It is obvious that the Mishewal Wappo, if recognized as a tribe with sovereign rights in the Napa Valley, intend to build a casino.
The opening of a casino here would irreparably harm the integrity of our valley’s winemaking culture and economy. This culture and economy are integral to the livelihoods of local residents, and also to a range of incredibly good philanthropic works.
Auction Napa Valley has raised more than $100 million to benefit local medical, youth and housing nonprofit initiatives. Our local winemaking culture is the core attraction for patrons to come from all over the world to support the auction.
Furthermore, my family’s own Music Festival for Mental Health has been the primary instrument in raising more than
$140 million for research for better therapies and cures for mental illnesses, inspiring hope and changing lives in the Napa Valley and internationally.

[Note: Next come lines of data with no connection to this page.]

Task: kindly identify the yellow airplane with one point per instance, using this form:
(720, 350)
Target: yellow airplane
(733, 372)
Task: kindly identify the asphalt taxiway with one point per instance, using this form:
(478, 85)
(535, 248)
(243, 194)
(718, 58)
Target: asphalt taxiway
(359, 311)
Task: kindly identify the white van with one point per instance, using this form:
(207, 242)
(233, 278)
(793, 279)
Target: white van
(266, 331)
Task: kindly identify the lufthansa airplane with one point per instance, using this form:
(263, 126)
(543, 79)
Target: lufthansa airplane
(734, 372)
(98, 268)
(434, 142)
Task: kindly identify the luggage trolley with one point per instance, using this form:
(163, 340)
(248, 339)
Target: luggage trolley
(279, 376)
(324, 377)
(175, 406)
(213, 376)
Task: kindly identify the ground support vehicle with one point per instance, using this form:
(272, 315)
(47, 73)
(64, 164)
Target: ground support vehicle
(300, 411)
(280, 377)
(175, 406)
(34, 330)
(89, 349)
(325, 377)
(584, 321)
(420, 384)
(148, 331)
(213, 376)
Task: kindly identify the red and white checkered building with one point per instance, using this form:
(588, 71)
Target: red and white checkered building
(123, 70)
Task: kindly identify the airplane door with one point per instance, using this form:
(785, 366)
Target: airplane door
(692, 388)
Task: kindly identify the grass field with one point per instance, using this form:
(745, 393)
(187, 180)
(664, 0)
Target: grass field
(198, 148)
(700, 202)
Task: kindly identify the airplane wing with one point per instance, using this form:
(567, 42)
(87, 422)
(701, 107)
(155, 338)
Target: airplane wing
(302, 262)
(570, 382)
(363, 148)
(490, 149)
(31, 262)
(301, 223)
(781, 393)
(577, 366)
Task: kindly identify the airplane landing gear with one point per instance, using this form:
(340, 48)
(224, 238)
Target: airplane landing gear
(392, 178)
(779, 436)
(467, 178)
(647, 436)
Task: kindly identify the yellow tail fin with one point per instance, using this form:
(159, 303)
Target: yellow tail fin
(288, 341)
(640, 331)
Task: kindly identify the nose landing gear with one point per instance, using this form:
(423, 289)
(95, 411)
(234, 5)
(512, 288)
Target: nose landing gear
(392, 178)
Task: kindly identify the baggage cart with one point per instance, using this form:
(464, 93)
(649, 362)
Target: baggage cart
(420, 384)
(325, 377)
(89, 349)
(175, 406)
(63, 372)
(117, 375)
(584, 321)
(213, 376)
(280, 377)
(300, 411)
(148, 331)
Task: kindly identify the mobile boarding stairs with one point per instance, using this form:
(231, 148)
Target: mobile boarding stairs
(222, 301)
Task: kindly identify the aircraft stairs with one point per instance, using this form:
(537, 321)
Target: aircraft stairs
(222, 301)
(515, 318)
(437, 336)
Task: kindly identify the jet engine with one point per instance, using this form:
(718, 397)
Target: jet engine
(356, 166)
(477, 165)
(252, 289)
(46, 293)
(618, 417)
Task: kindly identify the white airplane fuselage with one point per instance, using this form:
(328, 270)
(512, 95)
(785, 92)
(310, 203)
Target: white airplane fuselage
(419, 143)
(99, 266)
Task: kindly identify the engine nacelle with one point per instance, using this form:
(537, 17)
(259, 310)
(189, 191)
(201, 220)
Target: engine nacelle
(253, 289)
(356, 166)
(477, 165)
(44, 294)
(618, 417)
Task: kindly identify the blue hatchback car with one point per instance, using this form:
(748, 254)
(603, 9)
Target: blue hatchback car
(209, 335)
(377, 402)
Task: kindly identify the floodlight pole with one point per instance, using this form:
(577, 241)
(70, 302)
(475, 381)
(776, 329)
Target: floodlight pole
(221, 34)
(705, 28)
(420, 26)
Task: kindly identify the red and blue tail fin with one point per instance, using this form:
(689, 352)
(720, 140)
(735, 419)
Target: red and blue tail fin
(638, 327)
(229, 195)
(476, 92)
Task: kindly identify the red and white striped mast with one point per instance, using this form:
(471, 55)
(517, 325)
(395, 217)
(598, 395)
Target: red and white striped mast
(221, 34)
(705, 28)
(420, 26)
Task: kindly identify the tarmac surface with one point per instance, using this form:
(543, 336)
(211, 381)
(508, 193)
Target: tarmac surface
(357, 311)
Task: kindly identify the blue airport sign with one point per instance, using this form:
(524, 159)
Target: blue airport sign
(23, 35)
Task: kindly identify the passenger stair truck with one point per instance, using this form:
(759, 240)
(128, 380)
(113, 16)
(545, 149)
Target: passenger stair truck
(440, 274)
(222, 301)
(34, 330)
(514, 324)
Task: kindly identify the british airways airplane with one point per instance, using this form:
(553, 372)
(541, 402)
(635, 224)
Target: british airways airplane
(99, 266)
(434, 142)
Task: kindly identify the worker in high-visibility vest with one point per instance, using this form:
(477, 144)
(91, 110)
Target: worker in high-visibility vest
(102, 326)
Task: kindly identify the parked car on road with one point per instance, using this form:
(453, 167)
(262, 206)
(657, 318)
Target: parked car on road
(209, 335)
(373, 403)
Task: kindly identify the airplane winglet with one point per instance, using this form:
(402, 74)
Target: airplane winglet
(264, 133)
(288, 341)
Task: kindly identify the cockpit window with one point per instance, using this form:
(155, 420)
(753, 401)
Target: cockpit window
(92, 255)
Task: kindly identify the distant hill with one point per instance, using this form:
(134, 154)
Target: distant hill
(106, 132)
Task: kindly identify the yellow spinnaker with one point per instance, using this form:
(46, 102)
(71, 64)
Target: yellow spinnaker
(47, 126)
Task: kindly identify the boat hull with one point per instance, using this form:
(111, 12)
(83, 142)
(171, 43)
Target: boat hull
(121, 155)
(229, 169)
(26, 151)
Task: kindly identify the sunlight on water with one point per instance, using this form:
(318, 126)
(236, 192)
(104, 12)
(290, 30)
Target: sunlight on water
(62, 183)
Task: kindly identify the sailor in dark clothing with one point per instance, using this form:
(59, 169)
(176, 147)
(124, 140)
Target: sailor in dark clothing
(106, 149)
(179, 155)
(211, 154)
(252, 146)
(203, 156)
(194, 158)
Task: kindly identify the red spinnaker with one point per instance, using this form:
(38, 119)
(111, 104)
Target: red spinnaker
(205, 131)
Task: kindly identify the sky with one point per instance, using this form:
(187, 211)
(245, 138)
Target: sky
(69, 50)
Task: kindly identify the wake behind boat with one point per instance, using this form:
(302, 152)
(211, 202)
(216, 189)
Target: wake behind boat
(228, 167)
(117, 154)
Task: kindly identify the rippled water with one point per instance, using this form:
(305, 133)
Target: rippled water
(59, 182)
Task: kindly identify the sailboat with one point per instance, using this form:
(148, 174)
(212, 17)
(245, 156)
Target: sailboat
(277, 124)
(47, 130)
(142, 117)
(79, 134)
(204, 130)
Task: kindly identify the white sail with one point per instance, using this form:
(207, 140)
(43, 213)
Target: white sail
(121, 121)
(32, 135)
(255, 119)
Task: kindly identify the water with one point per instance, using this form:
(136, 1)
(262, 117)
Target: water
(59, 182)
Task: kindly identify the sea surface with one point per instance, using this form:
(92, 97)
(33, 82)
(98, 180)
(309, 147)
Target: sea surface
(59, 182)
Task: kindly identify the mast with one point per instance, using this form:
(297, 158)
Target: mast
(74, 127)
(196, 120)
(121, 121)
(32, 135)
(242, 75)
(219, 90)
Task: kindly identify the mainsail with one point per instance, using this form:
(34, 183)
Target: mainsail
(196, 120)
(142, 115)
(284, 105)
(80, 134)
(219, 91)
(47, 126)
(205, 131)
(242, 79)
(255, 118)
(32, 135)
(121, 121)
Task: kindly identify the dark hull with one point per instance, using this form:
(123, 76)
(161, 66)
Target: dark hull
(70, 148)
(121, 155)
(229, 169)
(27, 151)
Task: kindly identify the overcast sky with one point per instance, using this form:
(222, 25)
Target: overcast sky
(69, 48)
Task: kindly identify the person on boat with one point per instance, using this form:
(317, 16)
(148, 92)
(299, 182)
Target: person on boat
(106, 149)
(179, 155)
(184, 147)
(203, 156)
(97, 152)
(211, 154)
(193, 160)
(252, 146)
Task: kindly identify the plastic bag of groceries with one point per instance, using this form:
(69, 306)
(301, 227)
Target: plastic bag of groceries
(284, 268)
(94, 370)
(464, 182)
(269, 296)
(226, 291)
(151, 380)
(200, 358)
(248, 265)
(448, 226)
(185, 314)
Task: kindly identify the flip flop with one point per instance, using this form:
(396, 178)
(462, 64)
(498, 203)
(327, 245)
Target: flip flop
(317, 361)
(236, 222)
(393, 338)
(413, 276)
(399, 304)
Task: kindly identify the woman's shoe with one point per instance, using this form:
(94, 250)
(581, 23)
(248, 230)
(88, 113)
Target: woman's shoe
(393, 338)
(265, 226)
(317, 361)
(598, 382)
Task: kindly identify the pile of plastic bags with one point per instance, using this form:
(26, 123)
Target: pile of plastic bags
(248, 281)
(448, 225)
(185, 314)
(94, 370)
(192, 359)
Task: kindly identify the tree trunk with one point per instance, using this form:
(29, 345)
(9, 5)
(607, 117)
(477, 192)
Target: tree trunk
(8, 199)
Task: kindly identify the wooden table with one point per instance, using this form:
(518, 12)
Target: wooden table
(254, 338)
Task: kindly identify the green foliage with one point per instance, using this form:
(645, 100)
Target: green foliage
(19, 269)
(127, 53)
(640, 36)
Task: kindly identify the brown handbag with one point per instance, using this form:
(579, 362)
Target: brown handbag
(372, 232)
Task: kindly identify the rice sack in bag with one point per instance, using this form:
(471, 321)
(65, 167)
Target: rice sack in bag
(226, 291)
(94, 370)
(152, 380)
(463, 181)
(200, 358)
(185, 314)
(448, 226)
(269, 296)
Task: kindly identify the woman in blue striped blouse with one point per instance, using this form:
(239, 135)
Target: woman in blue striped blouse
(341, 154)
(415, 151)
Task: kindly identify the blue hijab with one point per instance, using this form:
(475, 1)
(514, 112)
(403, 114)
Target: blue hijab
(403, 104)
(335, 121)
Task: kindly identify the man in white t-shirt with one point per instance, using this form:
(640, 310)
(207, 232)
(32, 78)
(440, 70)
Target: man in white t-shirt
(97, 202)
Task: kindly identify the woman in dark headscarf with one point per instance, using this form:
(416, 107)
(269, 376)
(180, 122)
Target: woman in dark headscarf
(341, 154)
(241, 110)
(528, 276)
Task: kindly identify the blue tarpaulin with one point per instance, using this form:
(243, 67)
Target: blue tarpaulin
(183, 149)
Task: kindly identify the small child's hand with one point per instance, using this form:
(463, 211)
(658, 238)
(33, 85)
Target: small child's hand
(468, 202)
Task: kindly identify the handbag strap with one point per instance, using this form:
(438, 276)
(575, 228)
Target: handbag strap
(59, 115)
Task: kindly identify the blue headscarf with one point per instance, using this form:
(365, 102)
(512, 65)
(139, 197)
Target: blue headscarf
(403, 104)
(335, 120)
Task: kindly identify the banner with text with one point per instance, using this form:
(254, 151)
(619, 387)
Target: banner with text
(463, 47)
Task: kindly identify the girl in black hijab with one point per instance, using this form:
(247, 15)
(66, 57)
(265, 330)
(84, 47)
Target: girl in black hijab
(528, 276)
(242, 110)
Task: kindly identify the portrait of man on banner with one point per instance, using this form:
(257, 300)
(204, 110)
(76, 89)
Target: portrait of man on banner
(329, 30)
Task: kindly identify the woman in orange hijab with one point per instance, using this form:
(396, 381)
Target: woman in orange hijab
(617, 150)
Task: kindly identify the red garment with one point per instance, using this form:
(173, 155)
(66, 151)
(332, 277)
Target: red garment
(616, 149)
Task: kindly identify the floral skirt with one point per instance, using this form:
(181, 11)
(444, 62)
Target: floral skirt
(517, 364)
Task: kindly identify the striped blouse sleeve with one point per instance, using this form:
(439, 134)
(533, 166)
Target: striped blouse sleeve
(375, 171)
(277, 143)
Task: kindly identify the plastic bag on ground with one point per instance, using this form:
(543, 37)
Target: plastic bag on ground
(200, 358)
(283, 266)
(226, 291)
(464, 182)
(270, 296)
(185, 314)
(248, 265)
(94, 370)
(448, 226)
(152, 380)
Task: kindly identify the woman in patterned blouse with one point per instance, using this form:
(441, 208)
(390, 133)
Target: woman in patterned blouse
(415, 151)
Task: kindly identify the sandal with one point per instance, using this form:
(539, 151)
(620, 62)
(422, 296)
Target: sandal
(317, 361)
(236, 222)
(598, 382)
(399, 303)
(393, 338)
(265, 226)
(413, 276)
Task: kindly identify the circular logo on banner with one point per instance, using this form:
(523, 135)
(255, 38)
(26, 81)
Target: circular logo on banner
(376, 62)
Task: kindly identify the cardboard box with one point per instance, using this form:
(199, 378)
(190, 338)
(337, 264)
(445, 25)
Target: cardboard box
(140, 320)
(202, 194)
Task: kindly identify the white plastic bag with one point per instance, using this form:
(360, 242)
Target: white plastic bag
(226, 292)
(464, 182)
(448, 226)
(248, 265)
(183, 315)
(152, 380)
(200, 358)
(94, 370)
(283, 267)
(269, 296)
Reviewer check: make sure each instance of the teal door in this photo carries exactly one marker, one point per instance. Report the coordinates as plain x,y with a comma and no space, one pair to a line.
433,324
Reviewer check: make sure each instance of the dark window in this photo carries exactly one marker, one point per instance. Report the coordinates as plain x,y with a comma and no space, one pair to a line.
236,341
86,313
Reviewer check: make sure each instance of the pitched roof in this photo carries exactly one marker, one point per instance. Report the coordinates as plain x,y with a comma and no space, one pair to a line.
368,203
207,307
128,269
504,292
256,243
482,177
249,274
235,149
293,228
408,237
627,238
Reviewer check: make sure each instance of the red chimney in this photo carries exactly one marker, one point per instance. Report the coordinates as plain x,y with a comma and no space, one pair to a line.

This annual event is underwritten by the sales of my family’s wines, and one of its main attractions is a wine tasting reception in which many generous local vintners participate.
The judge in the Wappo lawsuit for tribal recognition’s decision, that Napa and Sonoma counties have no relevant interests to protect and thus cannot argue in opposition, is ignorant and unjust.
It ignores all of the incredibly good things going on Napa and Sonoma’s valleys right now — things which depend on our winemaking culture and economy, and hang in the balance.
Although Napa and Sonoma counties are presently barred from opposing the lawsuit, local residents are not. This is why I am speaking out. I will fax the secretary of the interior later today.
I believe Napa and Sonoma residents should take every action available to oppose casino development.